Title: Re: Fractals in Movies, Game design and Engagement
Post by: kram1032 on September 19, 2013, 05:21:22 PM
Actually, I get the impression that scientists often are very interested in fractals.
The problem is, that fractals, as trivial as the basic concept may be (repeated function application => pretty patterns), are in many ways not very accessible with our current mathematical tools.
On an analytic side of things we basically hit a wall that is difficult to overcome.

Though technically, any physics simulation we do on computers today works via iterative refinement and, if you choose the right initial conditions, will pretty much always cause some kinds of fractal patterns.

There are certain field of analyis that deal with iterated functions and lead to interesting things like the
functional square root (http://en.wikipedia.org/wiki/Functional_square_root) which gives you the function you need to apply twice in order to get the function you put in, analogous to the squareroot of a number being the number you need to multiply with itself to get the number you put in.

Basically you could define any functional power and from there a functional exponential and similar things. It's just really difficult to get any results at all.
What we'd need is some kind of breakthrough. Then, there will suddenly be a whole lot more attention on the research side.
But beyond fairly trivial cases, all of those are very involved.

Edit: More generally, you have so-called Superfunctions (http://en.wikipedia.org/wiki/Superfunction)

Edit 2: The biggest "problem" is that what we actually have solutions for usually are the least interesting bits of fractals.
Fixed points and divergent behaviors.
Those are comparatively uninteresting because they are simple and predictable.
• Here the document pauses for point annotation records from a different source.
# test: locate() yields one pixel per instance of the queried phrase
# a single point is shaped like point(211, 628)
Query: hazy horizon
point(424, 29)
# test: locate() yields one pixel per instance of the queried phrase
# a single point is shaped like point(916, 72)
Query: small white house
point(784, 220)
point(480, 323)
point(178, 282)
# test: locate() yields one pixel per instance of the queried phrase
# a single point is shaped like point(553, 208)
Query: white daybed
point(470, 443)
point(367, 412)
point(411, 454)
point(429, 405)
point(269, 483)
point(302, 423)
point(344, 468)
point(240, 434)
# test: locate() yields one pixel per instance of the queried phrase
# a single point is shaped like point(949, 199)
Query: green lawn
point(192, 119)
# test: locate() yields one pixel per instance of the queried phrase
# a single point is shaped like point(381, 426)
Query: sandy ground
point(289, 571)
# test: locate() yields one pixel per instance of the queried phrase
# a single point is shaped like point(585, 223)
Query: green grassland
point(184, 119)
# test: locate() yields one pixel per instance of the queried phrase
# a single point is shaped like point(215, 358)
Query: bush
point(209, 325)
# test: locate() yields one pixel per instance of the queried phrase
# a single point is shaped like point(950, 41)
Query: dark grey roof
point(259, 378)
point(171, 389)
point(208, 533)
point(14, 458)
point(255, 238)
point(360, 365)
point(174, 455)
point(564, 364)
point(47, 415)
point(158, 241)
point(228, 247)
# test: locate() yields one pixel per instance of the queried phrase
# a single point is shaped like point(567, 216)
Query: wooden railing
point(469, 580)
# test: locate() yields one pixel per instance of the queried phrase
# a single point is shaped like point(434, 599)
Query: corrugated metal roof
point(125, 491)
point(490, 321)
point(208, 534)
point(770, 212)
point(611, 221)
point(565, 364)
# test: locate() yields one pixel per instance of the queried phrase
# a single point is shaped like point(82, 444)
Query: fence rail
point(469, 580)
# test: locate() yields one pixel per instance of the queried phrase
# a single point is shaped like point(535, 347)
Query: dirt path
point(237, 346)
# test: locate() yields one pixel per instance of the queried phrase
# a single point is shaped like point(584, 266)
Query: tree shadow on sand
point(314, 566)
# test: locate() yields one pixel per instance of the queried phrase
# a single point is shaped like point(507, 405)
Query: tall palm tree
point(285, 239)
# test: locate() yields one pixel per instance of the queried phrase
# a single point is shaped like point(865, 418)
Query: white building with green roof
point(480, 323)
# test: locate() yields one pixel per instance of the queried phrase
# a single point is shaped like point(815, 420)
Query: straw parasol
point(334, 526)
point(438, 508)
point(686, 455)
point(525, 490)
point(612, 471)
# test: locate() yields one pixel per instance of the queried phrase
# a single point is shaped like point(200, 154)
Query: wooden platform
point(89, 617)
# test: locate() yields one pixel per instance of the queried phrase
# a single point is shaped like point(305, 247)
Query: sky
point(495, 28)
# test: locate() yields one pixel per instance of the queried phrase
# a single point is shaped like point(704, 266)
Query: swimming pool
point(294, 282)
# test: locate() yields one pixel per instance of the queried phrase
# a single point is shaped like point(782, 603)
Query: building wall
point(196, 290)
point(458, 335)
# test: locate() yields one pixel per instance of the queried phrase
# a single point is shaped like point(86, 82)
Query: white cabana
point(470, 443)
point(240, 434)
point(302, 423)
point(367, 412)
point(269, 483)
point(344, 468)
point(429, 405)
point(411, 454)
That very predictability makes them easy to solve.
However, what makes fractals visually stunning usually is the chaotic sections that can look great and repeat indefinitely in some weird non-trivial but clearly existing symmetry. That's where methods we already have often fail. Methods other than the iterative ones, at least.
Iterative methods are great for numeric solutions. Computers can handle them easily. In that form, fractals (or systems that contain fractal behavior) are calculated and used pretty much everywhere.